Typically, vascular surgeons fashion a vein-to-artery arteriovenous fistula (AVF) -- a larger, stronger blood vessel -- by dividing a vein in the patient's wrist and joining it to the artery. This enhances blood flow and vein access for the two needles that route a patient's blood through the dialysis machine and back into the body.
Yet the method, standard procedure for the last 50 years, has "the worst results of any procedure we do," said Yale School of Medicine's Dr. Alan Dardik, professor of surgery (vascular) and of cellular and molecular physiology, and senior author of the study.
Sixty percent of fistulas fail to mature, and only 50% are still usable a year later. For women, success rates are even lower, with just 40% of fistulas still usable at one year.
For the many cases in which the fistula can't be maintained, Dardik said, patients need an artificial graft, which has an even lower success rate.
"Eventually these patients can only receive dialysis with a catheter," he said, a procedure that carries increased risk of infection and death. Patients receiving dialysis by catheter have a 1.6 to 2.5 times higher mortality rate than those receiving dialysis by fistulas.
In the new surgical technique, known as radial artery deviation and reimplantation, or RADAR, surgeons essentially reverse the procedure, bringing the artery over to the vein. They also use a tourniquet instead of clamps to temporarily stop blood flow while operating. This requires less handling of the artery and vein than the traditional method and results in better blood flow and a more robust fistula.
"It works a heck of a lot better," said Dardik.
Building on a 2016 pilot study of RADAR's effectiveness involving 53 patients, the new study examined 201 patients who had the novel artery-to-vein surgery and compared them with 73 who had the traditional vein-to-artery surgery.
At one year, 72.2% of the RADAR patients had viable fistulas, compared with 48.1% of traditional fistula patients. At three years, fistulas remained viable in 62.1% of RADAR patients versus 37.6% of patients with traditional fistulas.

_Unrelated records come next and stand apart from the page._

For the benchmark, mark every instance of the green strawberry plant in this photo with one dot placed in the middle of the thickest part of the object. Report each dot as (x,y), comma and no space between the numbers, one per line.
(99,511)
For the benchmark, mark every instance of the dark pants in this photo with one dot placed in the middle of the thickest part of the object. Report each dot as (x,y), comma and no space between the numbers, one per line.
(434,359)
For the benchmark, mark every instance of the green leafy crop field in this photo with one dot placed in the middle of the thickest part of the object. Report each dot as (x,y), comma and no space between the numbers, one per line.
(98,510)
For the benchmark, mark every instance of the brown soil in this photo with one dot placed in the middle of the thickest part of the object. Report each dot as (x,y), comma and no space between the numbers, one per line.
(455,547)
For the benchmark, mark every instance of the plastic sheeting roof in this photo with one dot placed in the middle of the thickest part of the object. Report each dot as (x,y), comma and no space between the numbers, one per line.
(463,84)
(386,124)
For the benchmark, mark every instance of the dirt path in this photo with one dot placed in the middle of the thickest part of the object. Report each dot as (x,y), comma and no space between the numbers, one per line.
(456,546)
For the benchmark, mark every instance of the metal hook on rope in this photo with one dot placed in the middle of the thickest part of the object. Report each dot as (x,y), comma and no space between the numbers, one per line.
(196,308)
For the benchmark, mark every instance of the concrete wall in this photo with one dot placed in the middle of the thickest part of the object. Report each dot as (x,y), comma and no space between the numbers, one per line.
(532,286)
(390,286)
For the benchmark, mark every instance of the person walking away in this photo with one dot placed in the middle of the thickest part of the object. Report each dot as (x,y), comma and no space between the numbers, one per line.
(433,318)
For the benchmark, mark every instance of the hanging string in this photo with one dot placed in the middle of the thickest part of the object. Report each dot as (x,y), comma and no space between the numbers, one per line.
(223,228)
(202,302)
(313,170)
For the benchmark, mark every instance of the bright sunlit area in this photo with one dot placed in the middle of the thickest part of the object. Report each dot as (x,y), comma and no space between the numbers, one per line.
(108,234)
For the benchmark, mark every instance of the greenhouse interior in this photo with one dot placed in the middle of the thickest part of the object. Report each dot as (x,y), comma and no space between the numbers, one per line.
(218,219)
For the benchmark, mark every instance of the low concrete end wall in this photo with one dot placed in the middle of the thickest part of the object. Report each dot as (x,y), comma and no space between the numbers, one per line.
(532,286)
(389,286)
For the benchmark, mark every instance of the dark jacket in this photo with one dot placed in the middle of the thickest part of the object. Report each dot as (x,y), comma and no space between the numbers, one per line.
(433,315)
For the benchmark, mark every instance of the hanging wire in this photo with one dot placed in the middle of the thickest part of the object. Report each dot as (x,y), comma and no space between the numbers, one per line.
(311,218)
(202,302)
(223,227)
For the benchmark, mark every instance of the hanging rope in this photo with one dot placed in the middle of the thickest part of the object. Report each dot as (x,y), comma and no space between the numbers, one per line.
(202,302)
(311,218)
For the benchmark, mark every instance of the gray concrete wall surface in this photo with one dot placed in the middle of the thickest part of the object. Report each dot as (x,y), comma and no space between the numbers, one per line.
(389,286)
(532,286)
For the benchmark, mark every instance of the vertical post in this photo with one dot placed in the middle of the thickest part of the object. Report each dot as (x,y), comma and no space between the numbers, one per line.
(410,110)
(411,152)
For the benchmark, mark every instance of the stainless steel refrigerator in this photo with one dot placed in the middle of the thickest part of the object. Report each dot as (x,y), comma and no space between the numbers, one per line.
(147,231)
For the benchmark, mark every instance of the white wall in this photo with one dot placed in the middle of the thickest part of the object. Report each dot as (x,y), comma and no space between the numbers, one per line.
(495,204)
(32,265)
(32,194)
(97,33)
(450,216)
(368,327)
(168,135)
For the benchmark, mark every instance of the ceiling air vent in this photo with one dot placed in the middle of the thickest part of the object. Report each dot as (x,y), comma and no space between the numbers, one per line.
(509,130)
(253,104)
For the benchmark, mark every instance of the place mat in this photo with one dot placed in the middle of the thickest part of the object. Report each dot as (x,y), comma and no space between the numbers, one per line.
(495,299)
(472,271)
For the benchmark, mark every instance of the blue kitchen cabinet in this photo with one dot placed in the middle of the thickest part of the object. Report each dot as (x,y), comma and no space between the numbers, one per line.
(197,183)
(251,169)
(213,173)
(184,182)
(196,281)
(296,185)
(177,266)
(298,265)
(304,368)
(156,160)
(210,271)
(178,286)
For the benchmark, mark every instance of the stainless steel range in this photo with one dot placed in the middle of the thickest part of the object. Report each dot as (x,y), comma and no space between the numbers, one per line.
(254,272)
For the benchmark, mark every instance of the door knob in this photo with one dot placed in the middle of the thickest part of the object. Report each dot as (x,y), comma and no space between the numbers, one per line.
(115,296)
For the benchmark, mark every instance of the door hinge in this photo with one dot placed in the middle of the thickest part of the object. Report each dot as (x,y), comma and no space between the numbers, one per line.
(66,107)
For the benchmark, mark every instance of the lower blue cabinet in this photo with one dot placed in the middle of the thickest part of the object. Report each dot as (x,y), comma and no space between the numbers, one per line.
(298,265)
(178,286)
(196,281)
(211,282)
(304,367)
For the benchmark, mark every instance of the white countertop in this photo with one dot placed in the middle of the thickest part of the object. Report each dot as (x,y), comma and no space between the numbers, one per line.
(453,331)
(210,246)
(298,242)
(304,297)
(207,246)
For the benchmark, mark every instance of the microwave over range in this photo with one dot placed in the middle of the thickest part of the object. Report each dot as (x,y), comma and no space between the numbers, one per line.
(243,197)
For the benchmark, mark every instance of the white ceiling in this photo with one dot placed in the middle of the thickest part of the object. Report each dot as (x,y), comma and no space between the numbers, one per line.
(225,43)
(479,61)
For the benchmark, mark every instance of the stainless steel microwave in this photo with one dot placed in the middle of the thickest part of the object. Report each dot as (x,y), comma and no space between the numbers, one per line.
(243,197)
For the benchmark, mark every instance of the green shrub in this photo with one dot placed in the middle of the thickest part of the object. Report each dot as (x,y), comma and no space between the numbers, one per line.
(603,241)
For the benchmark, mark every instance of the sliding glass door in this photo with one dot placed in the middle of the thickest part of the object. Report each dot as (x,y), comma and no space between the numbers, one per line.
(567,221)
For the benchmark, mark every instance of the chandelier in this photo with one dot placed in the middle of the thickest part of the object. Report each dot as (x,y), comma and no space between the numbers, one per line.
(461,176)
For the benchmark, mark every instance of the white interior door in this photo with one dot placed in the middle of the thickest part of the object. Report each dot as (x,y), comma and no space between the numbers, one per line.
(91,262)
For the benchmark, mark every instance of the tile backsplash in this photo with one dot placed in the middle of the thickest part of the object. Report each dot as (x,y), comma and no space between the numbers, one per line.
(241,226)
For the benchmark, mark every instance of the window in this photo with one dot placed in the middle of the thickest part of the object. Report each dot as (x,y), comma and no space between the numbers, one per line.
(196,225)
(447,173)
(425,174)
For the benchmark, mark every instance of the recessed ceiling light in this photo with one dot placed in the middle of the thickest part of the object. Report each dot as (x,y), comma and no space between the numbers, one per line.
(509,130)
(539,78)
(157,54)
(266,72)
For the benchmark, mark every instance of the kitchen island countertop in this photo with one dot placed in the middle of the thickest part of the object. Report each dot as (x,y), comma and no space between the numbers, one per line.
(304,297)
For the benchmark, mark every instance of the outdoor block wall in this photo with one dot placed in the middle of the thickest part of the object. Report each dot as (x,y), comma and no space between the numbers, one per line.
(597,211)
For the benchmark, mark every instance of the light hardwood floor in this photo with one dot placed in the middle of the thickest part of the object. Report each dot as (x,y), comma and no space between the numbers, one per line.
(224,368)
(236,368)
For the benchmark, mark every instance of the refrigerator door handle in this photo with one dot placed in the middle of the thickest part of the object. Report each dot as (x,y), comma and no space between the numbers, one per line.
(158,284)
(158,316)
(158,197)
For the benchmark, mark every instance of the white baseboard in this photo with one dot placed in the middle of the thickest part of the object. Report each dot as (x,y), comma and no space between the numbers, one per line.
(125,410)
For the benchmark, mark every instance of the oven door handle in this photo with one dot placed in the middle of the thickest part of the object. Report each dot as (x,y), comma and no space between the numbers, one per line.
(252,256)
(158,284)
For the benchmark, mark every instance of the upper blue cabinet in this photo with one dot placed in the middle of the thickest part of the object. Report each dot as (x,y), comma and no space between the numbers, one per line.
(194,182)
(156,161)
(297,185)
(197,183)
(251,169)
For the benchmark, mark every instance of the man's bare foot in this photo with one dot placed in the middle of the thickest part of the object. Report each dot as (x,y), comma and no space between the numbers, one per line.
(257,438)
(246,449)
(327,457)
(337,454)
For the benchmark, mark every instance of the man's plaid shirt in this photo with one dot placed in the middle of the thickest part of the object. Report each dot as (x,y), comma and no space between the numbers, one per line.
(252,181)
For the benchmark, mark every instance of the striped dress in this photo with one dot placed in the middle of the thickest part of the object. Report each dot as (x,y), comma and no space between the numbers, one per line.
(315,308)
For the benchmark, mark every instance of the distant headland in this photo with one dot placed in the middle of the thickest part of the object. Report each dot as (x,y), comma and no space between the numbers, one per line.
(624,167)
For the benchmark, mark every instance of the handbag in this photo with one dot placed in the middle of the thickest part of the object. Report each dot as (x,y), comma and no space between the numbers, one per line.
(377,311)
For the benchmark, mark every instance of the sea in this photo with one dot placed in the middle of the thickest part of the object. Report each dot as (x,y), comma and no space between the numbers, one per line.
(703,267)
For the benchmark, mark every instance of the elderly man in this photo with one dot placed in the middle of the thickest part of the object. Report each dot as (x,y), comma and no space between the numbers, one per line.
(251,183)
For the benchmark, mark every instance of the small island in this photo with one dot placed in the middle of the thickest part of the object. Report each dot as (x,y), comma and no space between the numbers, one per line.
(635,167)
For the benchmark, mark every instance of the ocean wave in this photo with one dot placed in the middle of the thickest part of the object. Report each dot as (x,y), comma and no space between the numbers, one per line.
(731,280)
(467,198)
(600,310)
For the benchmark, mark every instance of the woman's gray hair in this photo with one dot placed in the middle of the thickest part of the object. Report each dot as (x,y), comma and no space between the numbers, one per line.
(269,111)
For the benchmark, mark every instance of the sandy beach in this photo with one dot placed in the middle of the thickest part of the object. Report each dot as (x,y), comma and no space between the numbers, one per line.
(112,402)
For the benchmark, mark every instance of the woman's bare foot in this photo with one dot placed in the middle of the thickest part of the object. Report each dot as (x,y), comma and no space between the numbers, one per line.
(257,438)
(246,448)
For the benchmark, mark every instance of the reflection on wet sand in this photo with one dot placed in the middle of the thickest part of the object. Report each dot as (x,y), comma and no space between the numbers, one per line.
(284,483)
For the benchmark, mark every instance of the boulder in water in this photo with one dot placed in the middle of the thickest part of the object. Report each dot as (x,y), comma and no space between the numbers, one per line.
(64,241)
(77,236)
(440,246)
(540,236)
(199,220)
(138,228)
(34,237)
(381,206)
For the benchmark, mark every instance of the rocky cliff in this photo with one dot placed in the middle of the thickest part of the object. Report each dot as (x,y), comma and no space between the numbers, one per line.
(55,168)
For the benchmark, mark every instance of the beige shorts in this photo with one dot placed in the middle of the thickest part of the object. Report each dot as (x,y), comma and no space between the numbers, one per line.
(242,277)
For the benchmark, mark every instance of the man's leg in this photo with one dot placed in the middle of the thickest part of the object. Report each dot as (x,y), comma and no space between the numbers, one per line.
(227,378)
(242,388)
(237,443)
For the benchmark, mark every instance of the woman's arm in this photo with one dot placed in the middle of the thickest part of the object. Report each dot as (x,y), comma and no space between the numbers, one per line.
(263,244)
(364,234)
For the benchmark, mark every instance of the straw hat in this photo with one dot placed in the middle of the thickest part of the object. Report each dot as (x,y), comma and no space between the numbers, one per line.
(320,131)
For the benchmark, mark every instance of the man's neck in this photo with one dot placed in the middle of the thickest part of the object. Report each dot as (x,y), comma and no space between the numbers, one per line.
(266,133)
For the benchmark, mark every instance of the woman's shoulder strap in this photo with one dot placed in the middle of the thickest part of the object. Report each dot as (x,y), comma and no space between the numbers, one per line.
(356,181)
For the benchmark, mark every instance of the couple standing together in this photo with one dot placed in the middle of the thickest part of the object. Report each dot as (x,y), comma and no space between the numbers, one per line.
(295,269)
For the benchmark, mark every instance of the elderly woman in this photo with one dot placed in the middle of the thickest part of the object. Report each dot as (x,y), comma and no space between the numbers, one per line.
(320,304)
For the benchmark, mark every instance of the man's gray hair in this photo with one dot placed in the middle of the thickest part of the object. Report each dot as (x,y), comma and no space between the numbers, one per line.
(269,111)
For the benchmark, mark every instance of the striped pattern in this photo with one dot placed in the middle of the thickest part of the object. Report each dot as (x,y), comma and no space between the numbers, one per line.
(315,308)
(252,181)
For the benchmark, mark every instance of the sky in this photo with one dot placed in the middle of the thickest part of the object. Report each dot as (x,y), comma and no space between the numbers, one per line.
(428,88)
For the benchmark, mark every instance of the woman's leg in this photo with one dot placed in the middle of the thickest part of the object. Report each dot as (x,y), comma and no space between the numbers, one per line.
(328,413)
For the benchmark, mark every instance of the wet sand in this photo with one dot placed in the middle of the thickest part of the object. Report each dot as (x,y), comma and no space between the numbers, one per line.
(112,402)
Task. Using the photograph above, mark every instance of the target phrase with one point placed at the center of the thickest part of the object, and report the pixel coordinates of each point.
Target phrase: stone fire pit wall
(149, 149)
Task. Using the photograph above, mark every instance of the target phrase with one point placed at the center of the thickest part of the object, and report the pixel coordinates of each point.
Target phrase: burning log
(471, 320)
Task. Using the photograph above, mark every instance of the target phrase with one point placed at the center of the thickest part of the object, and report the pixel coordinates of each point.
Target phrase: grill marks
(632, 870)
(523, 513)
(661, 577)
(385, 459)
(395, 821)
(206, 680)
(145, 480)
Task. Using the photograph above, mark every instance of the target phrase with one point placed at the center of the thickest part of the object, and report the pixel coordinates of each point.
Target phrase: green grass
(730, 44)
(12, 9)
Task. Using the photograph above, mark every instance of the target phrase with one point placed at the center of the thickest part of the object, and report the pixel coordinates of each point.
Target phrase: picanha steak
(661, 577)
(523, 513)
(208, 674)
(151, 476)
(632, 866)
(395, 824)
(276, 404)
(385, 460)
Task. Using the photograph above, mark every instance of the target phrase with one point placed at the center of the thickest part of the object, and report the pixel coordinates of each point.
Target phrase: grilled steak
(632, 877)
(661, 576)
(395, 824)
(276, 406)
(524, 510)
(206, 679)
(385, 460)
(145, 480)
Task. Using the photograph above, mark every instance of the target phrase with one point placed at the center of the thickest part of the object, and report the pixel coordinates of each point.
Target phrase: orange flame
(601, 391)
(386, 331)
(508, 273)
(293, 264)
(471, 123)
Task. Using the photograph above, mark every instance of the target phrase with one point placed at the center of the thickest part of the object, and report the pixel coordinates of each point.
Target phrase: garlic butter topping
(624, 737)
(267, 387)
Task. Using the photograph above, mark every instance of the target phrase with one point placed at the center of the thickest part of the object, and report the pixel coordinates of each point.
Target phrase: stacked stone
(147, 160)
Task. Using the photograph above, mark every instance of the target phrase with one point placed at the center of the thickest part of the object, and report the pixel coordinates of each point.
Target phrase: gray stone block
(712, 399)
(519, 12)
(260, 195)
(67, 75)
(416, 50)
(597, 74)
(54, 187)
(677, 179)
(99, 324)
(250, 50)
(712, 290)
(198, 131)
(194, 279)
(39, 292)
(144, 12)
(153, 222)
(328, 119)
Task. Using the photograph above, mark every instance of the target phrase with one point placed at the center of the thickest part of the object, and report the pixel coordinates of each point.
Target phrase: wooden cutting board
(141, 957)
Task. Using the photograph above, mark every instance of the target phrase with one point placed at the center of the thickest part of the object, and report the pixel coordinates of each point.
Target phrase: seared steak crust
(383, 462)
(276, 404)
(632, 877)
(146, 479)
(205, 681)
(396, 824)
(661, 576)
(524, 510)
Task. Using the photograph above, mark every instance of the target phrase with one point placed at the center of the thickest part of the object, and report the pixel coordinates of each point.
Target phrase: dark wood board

Notably, the new procedure was just as successful for female patients as male patients.
The researchers confirmed their findings in animal (rat) studies in which they created both artery-to-vein fistulas and vein-to-artery fistulas, and examined the differences. The results closely mirrored those for the human patients.
The animal studies also made clear why the new technique was more effective. Using CAT scans and ultrasound, researchers observed crucial differences in hemodynamics between the two surgical techniques. "The pattern of blood flow in the RADAR technique was better than the usual pattern of flow with the conventional technique," Dardik said.
Given the significant need for dialysis, Dardik said, the new technique offers a clear opportunity for improving patient outcomes through more robust fistulas and fewer procedures to maintain access and the related complications.
"Surgeons always want the best for their patients," he said, "and the RADAR procedure lets surgeons do their best."